Pour la BCC, représentée par le gouverneur André Wameso, le signal est double. D’abord, reconnaître que des aléas comme la sécheresse, les inondations ou la dégradation des sols ne sont plus de simples risques sectoriels. Ils se traduisent par une baisse de la production agricole, des tensions sur l’offre alimentaire, puis une hausse des prix qui complique le contrôle de l’inflation. Ensuite, admettre que ces chocs peuvent fragiliser le système financier : hausse du risque de crédit pour les banques exposées à l’agriculture, volatilité accrue des revenus des ménages, pressions sur la stabilité du secteur.
En se positionnant sur ce terrain, la BCC montre qu’elle ne se contente plus de suivre les agrégats classiques (taux d’inflation, agrégats monétaires, taux de change). Elle commence à intégrer des variables climatiques dans son cadre d’analyse, ce qui, à terme, peut influencer la façon dont elle évalue les risques, les tests de résistance des banques ou encore ses recommandations macroprudentielles.
Cette évolution s’inscrit dans une démarche de long terme. Membre de l’ABCA depuis 1965, la BCC participe au Programme de coopération monétaire africain (PCMA). Ce programme porte trois chantiers structurants : la création d’une monnaie unique, la mise en place d’une Banque centrale africaine et d’un Fonds monétaire africain. Derrière ces objectifs se trouve une idée simple : réduire la dépendance extérieure du continent et renforcer sa capacité à absorber les chocs, qu’ils soient financiers, géopolitiques ou climatiques.

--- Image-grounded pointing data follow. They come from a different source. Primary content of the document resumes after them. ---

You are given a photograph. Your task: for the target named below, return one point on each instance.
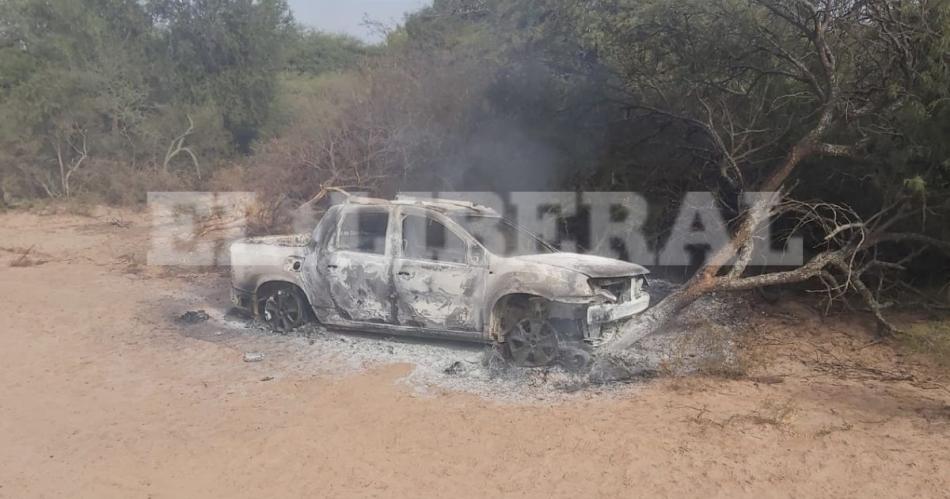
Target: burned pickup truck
(437, 268)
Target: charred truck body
(440, 269)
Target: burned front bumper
(612, 312)
(604, 314)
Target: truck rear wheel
(282, 307)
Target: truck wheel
(283, 308)
(530, 339)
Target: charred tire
(283, 307)
(530, 339)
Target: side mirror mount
(477, 255)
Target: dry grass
(930, 339)
(24, 260)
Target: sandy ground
(103, 395)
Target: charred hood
(589, 265)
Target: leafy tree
(228, 52)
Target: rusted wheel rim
(282, 310)
(532, 343)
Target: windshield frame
(460, 219)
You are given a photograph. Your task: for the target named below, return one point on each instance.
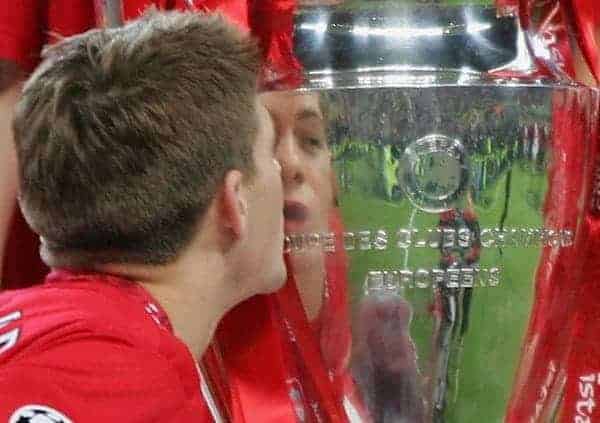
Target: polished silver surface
(444, 194)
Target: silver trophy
(454, 186)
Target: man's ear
(234, 207)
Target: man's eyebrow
(308, 113)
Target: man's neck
(193, 292)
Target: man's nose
(289, 156)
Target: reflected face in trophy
(305, 159)
(263, 246)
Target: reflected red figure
(386, 360)
(561, 353)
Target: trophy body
(460, 183)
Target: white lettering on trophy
(586, 403)
(431, 238)
(392, 281)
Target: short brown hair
(124, 135)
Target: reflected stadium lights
(319, 27)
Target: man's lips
(295, 211)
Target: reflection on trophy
(459, 186)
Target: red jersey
(94, 348)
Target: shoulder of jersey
(52, 313)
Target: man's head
(126, 139)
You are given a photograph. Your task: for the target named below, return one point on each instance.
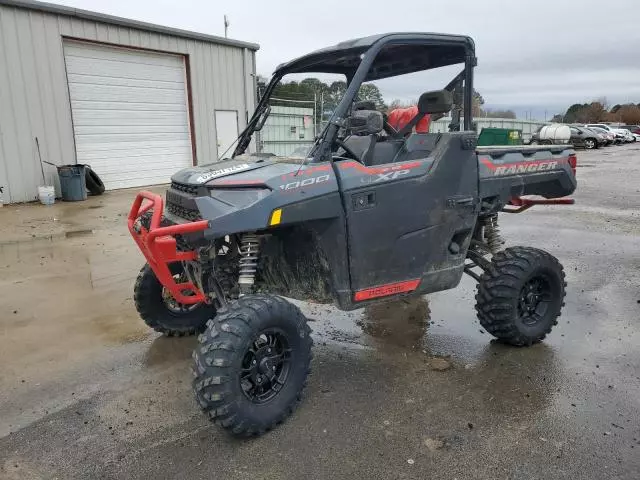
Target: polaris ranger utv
(370, 214)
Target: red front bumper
(159, 246)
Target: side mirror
(365, 122)
(438, 101)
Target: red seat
(399, 117)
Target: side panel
(404, 219)
(518, 171)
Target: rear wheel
(157, 307)
(520, 295)
(252, 363)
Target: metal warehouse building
(135, 101)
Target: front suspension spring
(249, 254)
(492, 233)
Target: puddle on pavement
(401, 323)
(119, 328)
(169, 351)
(79, 233)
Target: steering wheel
(350, 153)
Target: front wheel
(520, 296)
(252, 363)
(159, 310)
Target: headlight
(239, 197)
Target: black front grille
(181, 187)
(181, 203)
(182, 212)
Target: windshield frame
(358, 74)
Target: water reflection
(401, 323)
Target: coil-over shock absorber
(249, 253)
(492, 233)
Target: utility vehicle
(370, 214)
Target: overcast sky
(533, 56)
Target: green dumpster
(499, 136)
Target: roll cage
(374, 58)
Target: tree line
(600, 111)
(327, 96)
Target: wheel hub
(534, 296)
(265, 367)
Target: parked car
(618, 137)
(585, 137)
(626, 134)
(609, 136)
(631, 130)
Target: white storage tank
(555, 133)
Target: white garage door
(130, 114)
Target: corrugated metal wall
(287, 129)
(34, 98)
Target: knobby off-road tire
(161, 312)
(520, 296)
(252, 363)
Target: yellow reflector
(275, 217)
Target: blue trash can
(72, 182)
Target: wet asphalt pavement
(416, 390)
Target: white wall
(34, 98)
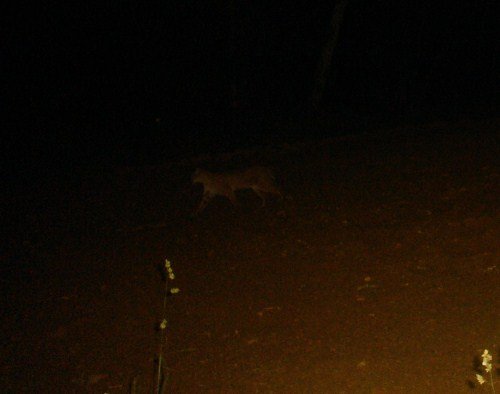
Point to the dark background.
(130, 82)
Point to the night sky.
(138, 82)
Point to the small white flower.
(487, 360)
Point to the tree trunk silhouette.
(325, 60)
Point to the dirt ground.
(378, 273)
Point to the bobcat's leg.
(232, 197)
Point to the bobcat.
(259, 179)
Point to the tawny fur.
(259, 179)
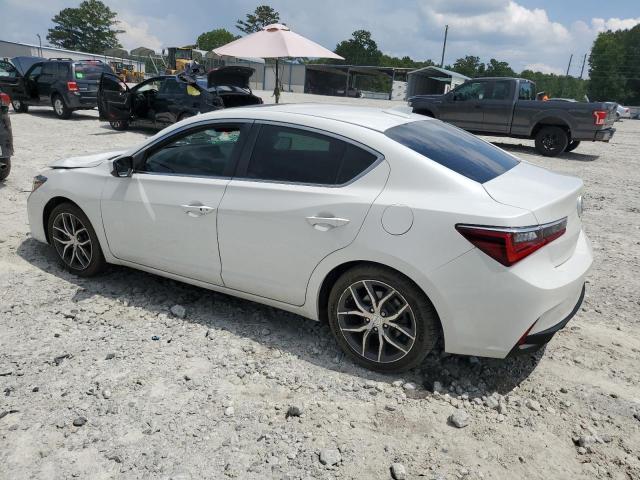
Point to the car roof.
(374, 118)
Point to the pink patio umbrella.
(275, 41)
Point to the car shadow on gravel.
(578, 157)
(275, 329)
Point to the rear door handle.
(326, 223)
(197, 210)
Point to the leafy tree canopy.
(215, 38)
(254, 22)
(91, 27)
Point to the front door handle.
(197, 210)
(326, 223)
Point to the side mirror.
(122, 167)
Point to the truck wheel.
(551, 141)
(60, 108)
(572, 146)
(19, 106)
(5, 168)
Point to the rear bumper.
(535, 341)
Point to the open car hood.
(23, 64)
(233, 76)
(86, 161)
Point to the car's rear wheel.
(551, 141)
(19, 106)
(5, 169)
(572, 146)
(381, 319)
(75, 240)
(60, 108)
(119, 125)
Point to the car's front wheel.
(381, 319)
(75, 240)
(19, 106)
(119, 125)
(551, 141)
(60, 108)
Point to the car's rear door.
(166, 215)
(301, 195)
(114, 99)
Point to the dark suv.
(6, 137)
(63, 83)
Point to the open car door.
(114, 99)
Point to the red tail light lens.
(599, 116)
(510, 245)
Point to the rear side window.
(90, 71)
(454, 148)
(285, 154)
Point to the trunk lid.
(549, 196)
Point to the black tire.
(418, 318)
(572, 146)
(19, 106)
(551, 141)
(5, 169)
(60, 107)
(119, 125)
(81, 260)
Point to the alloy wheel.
(72, 241)
(377, 321)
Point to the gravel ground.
(103, 378)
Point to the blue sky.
(538, 34)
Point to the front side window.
(293, 155)
(205, 153)
(453, 148)
(470, 91)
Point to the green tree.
(91, 27)
(215, 38)
(359, 50)
(496, 68)
(263, 15)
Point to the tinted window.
(500, 90)
(454, 148)
(49, 68)
(293, 155)
(470, 91)
(206, 152)
(90, 71)
(526, 91)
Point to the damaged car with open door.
(167, 99)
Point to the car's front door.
(165, 215)
(462, 107)
(302, 194)
(114, 99)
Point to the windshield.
(90, 71)
(454, 148)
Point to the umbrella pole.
(276, 91)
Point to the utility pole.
(584, 60)
(444, 45)
(569, 66)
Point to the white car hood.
(86, 161)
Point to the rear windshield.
(90, 71)
(453, 148)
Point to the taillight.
(510, 245)
(599, 116)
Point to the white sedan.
(397, 229)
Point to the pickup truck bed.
(506, 107)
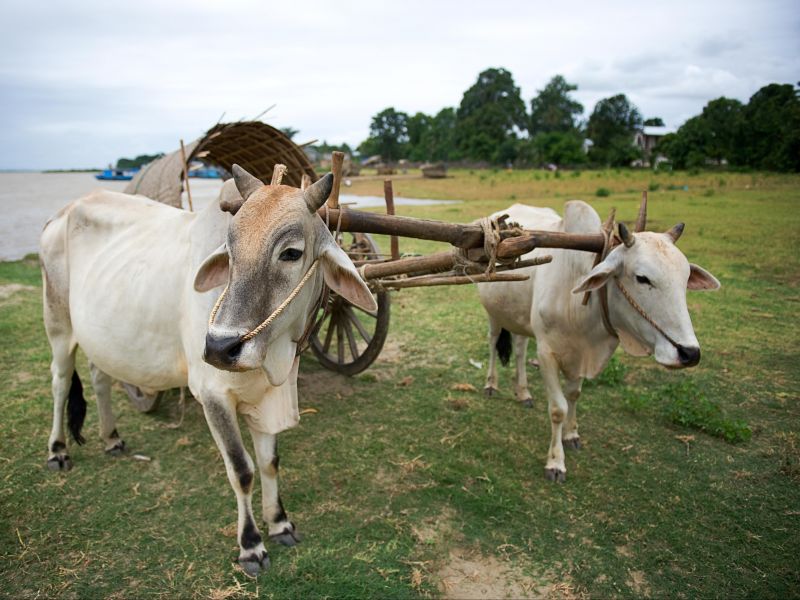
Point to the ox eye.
(291, 254)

Les experts présents à Yaoundé, issus de la finance climatique, de la régulation bancaire et de la recherche, convergent sur un point : la crédibilité d’une banque centrale en Afrique se jugera de plus en plus sur sa capacité à anticiper ces nouveaux risques. Maîtriser l’inflation restera central, mais il faudra aussi montrer que les politiques monétaires et prudentielles tiennent compte du climat comme facteur de choc récurrent.
En participant activement à ces travaux, la BCC cherche à se positionner parmi les institutions africaines qui préparent dès maintenant ce changement de grille de lecture, où stabilité des prix, stabilité financière et choc climatique sont analysés ensemble, et non plus séparément.